It sounds dumb and maybe kind of reductive, but if you own your phone, you own your phone. You can open it if you want, you can sell it if you want, you can paint it purple or break the screen because you think it looks cool. It's not exactly like owning versus renting a house, but I think some of that feeling is still there. If you rent your apartment, you don't do much to it because it's someone else's problem and you don't want to burn money.

What are the terms of the typical lease?
Most of them, you basically pay the phone off over the course of two years. A lot of companies will let you lease the phone rather than buy it, which means you have to give the phone back at the end of it. Other ones are strict financing plans.
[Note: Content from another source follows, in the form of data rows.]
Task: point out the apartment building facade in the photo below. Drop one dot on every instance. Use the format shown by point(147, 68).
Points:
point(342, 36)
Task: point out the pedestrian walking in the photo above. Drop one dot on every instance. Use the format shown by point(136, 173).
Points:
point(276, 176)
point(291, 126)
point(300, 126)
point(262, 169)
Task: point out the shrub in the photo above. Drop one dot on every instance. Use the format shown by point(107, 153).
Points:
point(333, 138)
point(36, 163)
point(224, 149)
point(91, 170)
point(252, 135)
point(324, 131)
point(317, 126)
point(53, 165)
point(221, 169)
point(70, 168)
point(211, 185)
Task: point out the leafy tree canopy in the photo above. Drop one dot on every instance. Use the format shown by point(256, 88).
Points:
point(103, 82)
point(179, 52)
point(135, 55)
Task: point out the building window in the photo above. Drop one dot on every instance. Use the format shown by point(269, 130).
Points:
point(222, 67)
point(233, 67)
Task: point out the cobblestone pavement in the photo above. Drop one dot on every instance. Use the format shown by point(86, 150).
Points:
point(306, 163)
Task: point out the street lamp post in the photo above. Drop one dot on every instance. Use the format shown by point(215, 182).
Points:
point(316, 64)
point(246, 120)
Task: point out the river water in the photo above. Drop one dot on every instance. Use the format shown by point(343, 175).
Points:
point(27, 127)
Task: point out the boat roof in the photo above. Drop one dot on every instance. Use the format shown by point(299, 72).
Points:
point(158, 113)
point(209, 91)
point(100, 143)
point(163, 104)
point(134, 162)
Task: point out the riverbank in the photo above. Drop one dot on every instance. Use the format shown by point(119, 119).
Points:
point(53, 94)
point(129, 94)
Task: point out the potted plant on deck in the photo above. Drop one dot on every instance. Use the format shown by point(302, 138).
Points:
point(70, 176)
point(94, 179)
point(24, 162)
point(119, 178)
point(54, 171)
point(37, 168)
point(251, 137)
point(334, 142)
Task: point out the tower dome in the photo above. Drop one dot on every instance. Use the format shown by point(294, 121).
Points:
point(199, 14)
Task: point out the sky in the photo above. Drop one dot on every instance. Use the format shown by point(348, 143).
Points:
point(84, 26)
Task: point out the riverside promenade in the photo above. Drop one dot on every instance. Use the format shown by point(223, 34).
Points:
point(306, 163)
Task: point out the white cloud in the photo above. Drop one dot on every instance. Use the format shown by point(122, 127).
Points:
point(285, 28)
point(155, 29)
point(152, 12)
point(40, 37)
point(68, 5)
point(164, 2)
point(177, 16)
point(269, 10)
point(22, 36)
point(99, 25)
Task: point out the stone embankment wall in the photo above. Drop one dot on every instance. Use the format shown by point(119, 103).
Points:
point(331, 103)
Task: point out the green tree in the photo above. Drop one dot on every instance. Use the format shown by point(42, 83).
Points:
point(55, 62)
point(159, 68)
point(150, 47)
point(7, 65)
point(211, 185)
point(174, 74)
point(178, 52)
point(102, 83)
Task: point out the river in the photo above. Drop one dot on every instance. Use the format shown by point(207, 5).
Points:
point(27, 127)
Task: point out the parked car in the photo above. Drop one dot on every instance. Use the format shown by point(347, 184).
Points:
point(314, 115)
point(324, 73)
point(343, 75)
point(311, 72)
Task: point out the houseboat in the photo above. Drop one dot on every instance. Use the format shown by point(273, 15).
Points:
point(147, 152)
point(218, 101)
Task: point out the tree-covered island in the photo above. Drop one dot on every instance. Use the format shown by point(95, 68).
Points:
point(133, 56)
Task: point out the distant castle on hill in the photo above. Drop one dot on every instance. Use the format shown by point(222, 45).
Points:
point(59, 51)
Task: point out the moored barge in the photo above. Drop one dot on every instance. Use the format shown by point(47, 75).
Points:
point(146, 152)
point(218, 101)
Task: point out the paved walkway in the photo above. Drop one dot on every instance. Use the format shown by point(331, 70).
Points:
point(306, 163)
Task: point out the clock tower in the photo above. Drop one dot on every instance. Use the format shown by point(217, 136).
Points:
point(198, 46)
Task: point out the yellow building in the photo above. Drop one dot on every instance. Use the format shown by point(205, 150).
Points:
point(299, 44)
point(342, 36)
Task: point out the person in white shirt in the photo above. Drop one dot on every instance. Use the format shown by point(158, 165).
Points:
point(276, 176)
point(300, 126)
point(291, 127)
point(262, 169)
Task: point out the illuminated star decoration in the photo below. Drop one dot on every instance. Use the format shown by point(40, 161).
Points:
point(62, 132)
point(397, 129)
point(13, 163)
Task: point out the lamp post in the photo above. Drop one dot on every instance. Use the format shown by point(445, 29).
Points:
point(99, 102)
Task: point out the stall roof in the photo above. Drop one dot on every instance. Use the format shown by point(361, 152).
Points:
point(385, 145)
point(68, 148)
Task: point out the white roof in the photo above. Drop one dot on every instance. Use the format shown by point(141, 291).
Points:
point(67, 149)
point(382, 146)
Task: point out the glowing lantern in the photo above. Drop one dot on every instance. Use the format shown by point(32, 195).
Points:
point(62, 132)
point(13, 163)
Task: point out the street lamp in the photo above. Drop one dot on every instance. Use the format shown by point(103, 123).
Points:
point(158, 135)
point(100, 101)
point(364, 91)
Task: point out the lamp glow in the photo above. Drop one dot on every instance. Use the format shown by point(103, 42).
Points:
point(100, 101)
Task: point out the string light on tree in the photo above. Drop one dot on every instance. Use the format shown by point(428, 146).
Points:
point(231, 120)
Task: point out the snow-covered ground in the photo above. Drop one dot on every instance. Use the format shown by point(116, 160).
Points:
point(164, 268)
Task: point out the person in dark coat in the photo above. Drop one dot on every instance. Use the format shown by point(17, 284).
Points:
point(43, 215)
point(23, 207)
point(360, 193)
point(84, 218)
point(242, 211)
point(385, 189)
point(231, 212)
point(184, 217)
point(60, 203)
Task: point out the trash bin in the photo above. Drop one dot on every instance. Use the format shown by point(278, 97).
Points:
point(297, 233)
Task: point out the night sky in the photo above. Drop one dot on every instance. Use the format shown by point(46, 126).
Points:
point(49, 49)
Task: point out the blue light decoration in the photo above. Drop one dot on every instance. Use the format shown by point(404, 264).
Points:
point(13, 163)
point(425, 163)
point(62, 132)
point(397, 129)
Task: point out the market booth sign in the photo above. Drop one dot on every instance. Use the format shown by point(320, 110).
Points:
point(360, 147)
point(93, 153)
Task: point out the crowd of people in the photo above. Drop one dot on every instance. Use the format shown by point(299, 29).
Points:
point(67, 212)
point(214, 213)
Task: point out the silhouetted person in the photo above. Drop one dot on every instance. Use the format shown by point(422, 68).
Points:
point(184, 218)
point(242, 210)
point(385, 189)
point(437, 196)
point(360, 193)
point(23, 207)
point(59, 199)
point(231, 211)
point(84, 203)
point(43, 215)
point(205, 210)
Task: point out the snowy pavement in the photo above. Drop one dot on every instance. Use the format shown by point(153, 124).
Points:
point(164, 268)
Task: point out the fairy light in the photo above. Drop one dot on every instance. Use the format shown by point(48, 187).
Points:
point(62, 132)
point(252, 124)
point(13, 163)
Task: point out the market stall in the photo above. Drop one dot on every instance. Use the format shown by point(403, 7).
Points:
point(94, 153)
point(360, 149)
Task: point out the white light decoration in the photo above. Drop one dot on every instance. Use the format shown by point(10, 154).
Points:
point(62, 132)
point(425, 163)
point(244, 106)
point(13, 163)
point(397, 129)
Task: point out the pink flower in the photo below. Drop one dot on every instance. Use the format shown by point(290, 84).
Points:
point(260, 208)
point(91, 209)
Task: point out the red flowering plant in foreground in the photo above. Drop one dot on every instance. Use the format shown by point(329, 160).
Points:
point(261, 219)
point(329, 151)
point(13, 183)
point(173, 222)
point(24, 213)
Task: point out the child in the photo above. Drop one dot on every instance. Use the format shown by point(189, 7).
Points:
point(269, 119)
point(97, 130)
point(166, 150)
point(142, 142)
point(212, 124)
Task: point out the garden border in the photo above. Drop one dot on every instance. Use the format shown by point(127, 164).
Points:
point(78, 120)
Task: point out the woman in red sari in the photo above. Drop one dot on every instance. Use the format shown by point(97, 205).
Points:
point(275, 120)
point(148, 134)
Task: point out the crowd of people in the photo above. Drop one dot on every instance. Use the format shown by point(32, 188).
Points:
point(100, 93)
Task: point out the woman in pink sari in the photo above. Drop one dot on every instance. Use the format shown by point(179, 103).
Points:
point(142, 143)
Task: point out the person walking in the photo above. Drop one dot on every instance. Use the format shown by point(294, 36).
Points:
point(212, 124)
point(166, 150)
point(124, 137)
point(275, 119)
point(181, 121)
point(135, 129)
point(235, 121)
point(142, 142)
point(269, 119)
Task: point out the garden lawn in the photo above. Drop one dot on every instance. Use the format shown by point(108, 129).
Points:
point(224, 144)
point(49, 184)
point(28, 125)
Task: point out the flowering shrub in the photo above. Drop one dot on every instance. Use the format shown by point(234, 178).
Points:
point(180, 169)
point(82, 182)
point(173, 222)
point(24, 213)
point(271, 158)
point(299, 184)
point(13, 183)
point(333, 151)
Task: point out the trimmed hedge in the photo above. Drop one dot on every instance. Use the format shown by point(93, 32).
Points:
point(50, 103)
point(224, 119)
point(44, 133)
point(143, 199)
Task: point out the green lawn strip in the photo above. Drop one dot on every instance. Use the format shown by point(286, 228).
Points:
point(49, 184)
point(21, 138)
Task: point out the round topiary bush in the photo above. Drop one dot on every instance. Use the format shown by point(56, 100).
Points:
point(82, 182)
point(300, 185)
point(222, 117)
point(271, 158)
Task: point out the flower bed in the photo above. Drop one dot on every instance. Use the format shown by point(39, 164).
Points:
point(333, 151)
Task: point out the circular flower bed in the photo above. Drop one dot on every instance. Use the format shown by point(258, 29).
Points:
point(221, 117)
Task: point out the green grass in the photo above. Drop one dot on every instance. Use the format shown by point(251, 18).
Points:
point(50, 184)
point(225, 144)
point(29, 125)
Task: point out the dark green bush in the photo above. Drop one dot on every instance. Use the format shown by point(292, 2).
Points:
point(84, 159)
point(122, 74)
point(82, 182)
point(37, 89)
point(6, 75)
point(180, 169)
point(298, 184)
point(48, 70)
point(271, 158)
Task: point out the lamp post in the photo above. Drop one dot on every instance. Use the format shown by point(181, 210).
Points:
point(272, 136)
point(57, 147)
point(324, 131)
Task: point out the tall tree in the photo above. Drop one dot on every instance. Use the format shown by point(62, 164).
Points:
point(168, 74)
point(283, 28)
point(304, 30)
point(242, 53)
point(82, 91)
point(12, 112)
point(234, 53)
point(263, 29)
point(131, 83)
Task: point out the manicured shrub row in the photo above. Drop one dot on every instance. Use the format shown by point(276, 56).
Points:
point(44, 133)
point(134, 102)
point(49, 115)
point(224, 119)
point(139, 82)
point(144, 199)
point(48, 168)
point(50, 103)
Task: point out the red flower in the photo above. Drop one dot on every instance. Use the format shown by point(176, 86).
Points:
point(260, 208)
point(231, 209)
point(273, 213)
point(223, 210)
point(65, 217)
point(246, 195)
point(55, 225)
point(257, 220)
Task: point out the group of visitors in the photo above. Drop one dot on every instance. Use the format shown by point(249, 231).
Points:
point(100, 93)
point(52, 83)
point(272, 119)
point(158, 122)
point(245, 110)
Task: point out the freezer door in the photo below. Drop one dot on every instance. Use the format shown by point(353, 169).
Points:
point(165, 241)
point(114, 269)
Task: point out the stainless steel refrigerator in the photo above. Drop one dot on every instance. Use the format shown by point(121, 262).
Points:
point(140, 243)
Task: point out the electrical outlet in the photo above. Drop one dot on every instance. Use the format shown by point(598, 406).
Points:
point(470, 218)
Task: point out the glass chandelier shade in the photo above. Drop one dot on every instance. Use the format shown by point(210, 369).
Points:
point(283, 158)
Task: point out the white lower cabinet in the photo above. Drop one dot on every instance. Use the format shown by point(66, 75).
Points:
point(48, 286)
Right now, you usually don't have to pay much of a premium (if any), but I can see that changing.

The really concerning one, in my mind, is Apple's new iPhone upgrade program. It turns the iPhone into something of a subscription program. You pay a little over $30 a month (up to $45 a month for the 128 GB iPhone 6S Plus) and get the new iPhone every year. Of course, you have to turn your old iPhone in again, meaning there's incentive to stay an Apple customer for life.

Photo: MOTHERBOARD

Who is the sort of person who would be leasing a phone this year? Is there a particular demo that should be leasing phones? Why?
This is a thing I'm not proud of, and I really don't like it, but I am on the Apple upgrade program. I did it because I was sick of my old phone and wanted to try out iPhone for the first time. I didn't have $700 to spend up front, and so I decided to do the financing thing. But I can't help but think that I don't own my phone. If I crack it, I am cracking someone else's phone. If I lose it, I am losing someone else's phone. It includes AppleCare, meaning I can break it twice "accidentally" (There's still a $99 fee), but if I lose it, I'm on the hook for $36 a month, plus I have to pay for whatever I end up replacing it with.

Anyway, I'm not saying you definitely shouldn't lease your phone—I'm doing it, and it's been more or less fine so far. If you really really like iPhones or want a frictionless experience, leasing or financing your phone will probably be fine. I'm saying nothing about it feels good. I feel like I've lost a great deal of flexibility and ownership. When I did switch to iPhone, I went and sold my old phone and I actually got money for it, because it was mine, not some giant corporation's.

What are the costs? Who wins here, and who loses.
Apple and the carriers win. Of course they do. A used iPhone 6 can fetch $500 or so on eBay, and that's coming from some random guy. Under this plan, I'm going to pay Apple $430 over the course of a year, give the phone back to them, and then they're going to do some cosmetic refurbishing and resell it for a lot of money. Verizon and AT&T and every other carrier is doing the same thing with their variations of the program. It's kind of a racket.

Do you own or lease your phone, and will you change that this year? Why? Do you see yourself as "always on the phone"? How does that make you feel?
I am always on my phone and that's why I couldn't deal with my old one any longer. I wish I didn't have to use it so much (in fact, I wrote about not using my phone for three weeks last summer), but the camera on the old one was bad, it was slow, it crashed a lot. I use it for work constantly and want it to be something I don't think about. I am very happy with the new phone, for what it's worth.

Would you ever consider chucking your phone into the river?
This is really the first question you should have asked. The only good phone is one that's buried under a few dozen feet of water, and of course I think about chucking it in the ol' river more than is probably normal. So yeah, do that with your phone this year.